I’m very encouraged by all this, not just for the narrow purposes of Omeka, but for digital humanities and public history outreach in general. Interactivity, audience participation, and immediacy are longstanding values of both public history and digital humanities, and Twitter very simply and subtly facilitates them all. The experience of the last week has proved to me that we should be doing this for all future projects at CHNM, not just our software projects like Omeka and Zotero, but also for our online collecting projects like the Hurricane Digital Memory Bank, our public exhibitions like the forthcoming Gulag: Many Days, Many Lives, and our education projects like the forthcoming Making the History of 1989.

For now, if you’d like to join the Omeka Twitter community, you can sign up for a Twitter account and start following Omeka. If you’re not quite ready to dive in head first, or if you just want to keep an eye on what other Omeka followers are doing, you can simply subscribe to the “Omeka and Friends” public feed. Finally, if you want to see what I’m up to as well, you can find me on Twitter at (no surprise) FoundHistory.
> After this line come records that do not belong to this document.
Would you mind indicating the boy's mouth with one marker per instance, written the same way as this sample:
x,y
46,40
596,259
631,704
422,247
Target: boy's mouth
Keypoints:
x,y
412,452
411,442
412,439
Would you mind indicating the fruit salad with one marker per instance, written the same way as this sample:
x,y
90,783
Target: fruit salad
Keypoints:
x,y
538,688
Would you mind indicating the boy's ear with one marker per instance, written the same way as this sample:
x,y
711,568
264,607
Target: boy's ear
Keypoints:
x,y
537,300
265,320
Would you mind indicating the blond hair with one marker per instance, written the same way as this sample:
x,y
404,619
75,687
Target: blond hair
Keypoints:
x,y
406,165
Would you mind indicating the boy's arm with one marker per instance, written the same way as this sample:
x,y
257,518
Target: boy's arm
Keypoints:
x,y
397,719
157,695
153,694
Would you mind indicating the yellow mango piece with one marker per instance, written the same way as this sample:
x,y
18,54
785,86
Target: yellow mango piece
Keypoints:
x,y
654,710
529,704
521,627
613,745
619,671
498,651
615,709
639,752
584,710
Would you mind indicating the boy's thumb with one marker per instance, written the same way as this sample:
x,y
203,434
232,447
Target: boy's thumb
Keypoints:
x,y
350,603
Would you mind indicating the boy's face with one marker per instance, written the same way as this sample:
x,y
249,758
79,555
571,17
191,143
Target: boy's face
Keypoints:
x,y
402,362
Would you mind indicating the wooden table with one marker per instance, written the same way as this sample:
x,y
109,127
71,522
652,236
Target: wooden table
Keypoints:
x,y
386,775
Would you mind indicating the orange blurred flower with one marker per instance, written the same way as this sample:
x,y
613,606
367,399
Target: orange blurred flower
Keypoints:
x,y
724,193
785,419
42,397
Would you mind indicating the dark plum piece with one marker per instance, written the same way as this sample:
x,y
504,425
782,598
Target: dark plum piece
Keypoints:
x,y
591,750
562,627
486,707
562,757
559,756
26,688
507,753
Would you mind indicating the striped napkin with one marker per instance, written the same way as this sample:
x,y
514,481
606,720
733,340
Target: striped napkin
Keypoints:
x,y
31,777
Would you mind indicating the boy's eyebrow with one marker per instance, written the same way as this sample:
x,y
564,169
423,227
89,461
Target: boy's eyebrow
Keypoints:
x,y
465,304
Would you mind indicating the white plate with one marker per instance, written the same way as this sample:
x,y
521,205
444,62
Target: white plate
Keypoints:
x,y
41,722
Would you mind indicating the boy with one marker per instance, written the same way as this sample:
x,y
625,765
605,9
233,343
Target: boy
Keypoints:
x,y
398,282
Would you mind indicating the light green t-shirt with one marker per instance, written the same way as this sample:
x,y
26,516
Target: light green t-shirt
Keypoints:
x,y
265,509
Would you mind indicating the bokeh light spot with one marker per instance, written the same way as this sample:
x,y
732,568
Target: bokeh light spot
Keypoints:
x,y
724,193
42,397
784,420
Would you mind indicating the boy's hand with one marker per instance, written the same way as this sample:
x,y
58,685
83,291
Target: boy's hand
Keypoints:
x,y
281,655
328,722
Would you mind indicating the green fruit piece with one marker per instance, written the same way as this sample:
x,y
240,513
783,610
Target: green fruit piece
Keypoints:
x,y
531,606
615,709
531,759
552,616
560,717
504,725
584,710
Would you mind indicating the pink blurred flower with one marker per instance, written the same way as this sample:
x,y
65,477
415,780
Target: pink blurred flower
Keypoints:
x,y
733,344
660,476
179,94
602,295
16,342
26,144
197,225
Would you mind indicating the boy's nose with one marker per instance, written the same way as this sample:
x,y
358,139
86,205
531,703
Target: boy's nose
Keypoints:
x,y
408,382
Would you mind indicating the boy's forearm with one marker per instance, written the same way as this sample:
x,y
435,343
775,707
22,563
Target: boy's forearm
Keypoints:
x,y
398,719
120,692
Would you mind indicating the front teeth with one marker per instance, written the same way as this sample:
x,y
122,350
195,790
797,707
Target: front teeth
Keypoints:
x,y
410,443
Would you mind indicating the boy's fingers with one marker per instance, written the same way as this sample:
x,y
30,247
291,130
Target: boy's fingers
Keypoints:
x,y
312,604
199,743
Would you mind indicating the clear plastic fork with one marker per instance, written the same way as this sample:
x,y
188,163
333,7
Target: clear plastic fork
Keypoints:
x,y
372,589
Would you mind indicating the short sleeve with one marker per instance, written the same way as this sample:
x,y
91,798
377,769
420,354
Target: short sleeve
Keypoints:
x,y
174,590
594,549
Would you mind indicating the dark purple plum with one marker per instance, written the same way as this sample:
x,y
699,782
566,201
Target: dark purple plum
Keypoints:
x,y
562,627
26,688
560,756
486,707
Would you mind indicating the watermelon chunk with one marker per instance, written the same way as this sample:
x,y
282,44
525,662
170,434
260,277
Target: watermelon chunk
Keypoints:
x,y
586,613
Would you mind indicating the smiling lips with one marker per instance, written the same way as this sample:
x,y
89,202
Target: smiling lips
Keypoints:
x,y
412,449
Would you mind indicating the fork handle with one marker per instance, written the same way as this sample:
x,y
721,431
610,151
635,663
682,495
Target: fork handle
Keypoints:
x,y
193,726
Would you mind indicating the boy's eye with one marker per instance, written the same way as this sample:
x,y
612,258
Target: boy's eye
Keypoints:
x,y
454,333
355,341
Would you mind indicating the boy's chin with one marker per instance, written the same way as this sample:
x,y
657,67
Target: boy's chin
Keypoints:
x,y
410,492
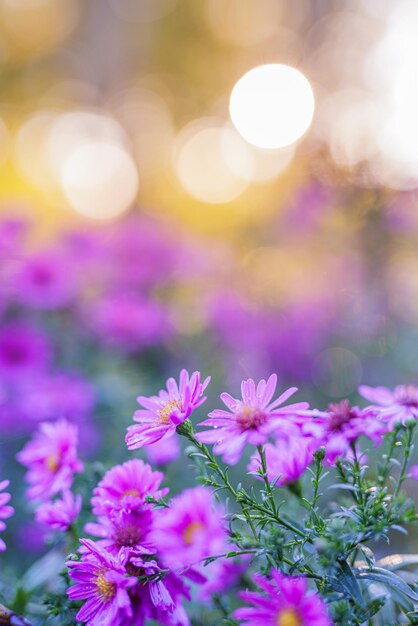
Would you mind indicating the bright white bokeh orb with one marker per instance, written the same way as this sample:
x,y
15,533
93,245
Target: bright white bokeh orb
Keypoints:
x,y
272,106
100,180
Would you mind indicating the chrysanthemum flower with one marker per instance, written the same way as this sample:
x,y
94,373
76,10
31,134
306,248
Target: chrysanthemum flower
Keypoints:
x,y
51,459
251,419
126,487
101,580
163,413
122,529
393,407
6,510
286,460
341,425
286,601
192,529
60,514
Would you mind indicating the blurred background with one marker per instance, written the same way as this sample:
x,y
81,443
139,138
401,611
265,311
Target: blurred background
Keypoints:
x,y
227,185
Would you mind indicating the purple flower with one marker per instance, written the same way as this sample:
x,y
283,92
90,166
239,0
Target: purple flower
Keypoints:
x,y
164,451
128,322
51,459
125,487
123,529
393,407
250,420
24,350
192,529
46,281
60,514
341,425
284,601
101,580
163,413
157,599
6,510
286,459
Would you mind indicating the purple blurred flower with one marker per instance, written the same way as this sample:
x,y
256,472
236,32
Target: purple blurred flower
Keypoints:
x,y
163,413
128,321
393,407
125,487
60,514
164,451
60,393
192,529
286,460
46,280
101,580
250,420
51,459
6,510
24,350
283,601
341,425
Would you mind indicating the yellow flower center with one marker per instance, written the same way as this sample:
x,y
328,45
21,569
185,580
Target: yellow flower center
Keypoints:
x,y
165,412
52,463
105,589
190,532
288,617
130,492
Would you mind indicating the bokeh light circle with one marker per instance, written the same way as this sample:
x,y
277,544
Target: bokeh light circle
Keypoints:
x,y
100,180
272,106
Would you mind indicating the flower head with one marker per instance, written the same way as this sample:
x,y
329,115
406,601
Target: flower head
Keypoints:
x,y
51,459
192,529
6,510
101,580
251,419
60,514
393,407
284,601
286,460
126,486
163,413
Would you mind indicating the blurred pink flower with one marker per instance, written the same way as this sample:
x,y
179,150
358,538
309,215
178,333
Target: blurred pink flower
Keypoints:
x,y
51,459
60,514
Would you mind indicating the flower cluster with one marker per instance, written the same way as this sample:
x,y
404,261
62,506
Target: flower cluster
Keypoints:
x,y
51,459
143,559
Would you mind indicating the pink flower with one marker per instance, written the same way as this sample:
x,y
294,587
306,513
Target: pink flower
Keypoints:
x,y
128,321
286,459
51,459
24,350
164,451
123,529
192,529
6,510
250,420
101,580
284,601
341,425
393,407
163,413
60,514
125,487
46,281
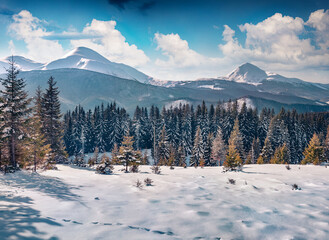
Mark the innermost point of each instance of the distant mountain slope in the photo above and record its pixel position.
(89, 89)
(23, 63)
(249, 73)
(87, 59)
(80, 58)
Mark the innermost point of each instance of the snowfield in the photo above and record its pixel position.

THATPodcast Episode 2: Introducing Omeka

Jeremy and Dave are at it again. This time on THATPodcast they give us a video introduction to Omeka. Sticking with their two-segment format, the first half of the show features a discussion (in part by me) of the aims and values that underlie Omeka. The second half features a very helpful step-by-step demonstration of downloading and installing Omeka on a server. Great stuff.

Omeka Forums are Buzzing

It has been only three or four days since we released Omeka to the wild, and already we’re seeing some amazing interest. As of this posting, Omeka 0.9.0 has been downloaded more than 200 times, has been blogged by at least 50 authors, and for a brief time made the del.icio.us homepage “hotlist.” Most exciting to me, however, is the traffic to Omeka’s support forums, which shows that people are really using the software. Most of what we’re seeing are installation difficulties, especially where users are trying to install Omeka on third-party, commercial hosting services like Bluehost and Lunarpages.* The good news is that most of these problems can be worked out relatively easily, and I encourage anyone who is having trouble to take a look at the Getting Started and Troubleshooting forum threads and to post your questions there. Our crack team of developers will be happy to help out. Omeka is still in beta, and as an open source project, we hope everyone will feel comfortable joining the forums, becoming active in the community of users and developers, and just generally helping us make the software better.

* Note: if you don’t already have a hosting account and are thinking of signing up for one to try Omeka, we encourage you to consider Dreamhost, where Omeka has been most thoroughly tested and where we know it works seamlessly.